In contrast to the traditional method using neurons cultured on coverslips, in which cell density and axonal density have a significant impact on the quality of axonal analysis, our microfluidic chamber-coupled AxonQuant method can be used at different cell densities with the analyses not affected by cellular or axonal density. In traditional neuronal cultures, when the cell density or axonal density is high or uneven, quantitative analysis of axonal morphology is often difficult. Furthermore, because of the small fraction of axons that can be selected for analyses by the traditional culture method and due to the inefficient nature of manual selection and manual analysis of axonal morphology, the traditional method of axonal quantification has been highly labor-intensive and fraught with selection bias as well as subjectivity in assessment.

In summary, our microfluidic chamber culture-coupled AxonQuant algorithm has several advantages over published methods [6–12] for axonal morphological analysis. First, our method allows efficient analyses of a large number of axonal images in a nonbiased objective manner. Second, the AxonQuant algorithm is more reliable and not affected by cell density or axonal density in cultures, in contrast to currently available software such as MetaMorph, which was used in our previous study. Third, our method makes it easy to automatically quantify large numbers of axonal bundles without manual selection of areas of interest, whereas traditional methods such as MetaMorph and ImageJ are useful only with individual axons when they are imaged at densities sufficiently low to allow selection/marking of axonal regions to be quantified. To assess axonal continuity using MetaMorph or ImageJ is extremely time-consuming and often not reliable when axons are present at a high density or overlap each other or form bundles, and it is difficult to decide whether there is axonal breakage or not.
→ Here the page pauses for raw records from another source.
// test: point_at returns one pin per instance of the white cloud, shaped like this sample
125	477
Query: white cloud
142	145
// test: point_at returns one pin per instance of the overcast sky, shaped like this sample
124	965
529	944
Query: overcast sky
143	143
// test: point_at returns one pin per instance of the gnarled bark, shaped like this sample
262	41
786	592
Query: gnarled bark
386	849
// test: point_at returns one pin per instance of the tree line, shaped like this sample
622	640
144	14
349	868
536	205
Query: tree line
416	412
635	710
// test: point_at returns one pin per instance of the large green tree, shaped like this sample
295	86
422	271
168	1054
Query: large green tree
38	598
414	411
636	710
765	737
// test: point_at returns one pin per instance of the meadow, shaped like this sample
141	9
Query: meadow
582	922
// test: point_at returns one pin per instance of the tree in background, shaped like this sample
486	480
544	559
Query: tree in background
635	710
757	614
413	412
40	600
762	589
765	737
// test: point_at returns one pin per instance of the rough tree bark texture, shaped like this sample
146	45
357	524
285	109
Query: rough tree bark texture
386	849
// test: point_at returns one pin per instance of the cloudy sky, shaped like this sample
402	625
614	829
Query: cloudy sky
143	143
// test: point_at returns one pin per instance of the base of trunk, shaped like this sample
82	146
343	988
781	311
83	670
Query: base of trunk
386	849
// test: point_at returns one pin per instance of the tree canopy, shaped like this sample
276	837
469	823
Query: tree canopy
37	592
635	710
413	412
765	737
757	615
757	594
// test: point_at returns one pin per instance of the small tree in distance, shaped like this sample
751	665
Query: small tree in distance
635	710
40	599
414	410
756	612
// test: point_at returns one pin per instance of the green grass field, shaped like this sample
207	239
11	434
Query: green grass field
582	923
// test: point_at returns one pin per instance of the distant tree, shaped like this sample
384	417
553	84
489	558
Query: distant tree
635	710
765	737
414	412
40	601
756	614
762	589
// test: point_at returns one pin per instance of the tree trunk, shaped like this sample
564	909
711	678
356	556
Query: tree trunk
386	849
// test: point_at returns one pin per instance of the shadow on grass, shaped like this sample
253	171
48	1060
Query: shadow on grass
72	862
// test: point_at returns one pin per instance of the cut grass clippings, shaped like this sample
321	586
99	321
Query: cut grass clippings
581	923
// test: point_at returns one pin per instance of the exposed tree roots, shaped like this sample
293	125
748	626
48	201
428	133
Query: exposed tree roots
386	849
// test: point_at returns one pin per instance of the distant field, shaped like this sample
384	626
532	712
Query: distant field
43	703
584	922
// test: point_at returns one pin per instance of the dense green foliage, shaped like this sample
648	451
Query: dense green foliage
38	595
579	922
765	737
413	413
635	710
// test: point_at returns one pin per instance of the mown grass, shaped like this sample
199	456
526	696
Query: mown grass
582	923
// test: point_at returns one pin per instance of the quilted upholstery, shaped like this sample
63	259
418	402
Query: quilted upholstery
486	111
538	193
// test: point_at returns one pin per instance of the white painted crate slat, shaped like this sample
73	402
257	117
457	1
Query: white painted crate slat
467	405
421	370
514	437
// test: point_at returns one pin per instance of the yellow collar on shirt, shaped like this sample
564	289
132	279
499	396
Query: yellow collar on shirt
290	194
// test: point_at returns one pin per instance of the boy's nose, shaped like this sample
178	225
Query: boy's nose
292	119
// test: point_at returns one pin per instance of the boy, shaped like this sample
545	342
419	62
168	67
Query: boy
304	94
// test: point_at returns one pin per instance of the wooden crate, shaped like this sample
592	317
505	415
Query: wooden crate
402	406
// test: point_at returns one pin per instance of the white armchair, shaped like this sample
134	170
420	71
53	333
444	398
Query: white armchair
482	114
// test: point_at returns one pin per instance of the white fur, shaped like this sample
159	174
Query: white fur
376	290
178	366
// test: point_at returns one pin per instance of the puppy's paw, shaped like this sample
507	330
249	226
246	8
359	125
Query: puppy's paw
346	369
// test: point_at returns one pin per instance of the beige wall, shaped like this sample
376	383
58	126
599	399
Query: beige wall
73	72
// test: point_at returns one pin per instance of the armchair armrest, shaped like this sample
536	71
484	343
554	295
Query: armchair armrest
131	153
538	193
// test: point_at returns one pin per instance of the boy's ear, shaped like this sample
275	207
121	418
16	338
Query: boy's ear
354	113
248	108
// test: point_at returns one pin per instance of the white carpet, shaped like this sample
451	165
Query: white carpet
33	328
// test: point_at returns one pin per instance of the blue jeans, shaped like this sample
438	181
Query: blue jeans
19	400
The core algorithms, feature extraction and ANN-based feature analyzer of the Axon-Quant can also be used to quantitatively study axons of neurons cultured on regular cover-slips after minor modifications have been made. It should be noted that our algorithm can be used for quantifying axons of neurons cultured in commercially available microfluidic devices such as the ones provided by Xona Microfluidics LLC. In addition, the algorithm can also be used to quantify the specified structural feature of images, such as aggregates or filamentous structures, in a high-throughput manner. When fully utilized, our new method will facilitate large-scale high-throughput screening of genetic factors and pharmacological compounds that alter axonal morphology. Our method should be highly useful for studying neurodegenerative diseases involving axonal damage and for developing therapeutic approaches to such debilitating health problems.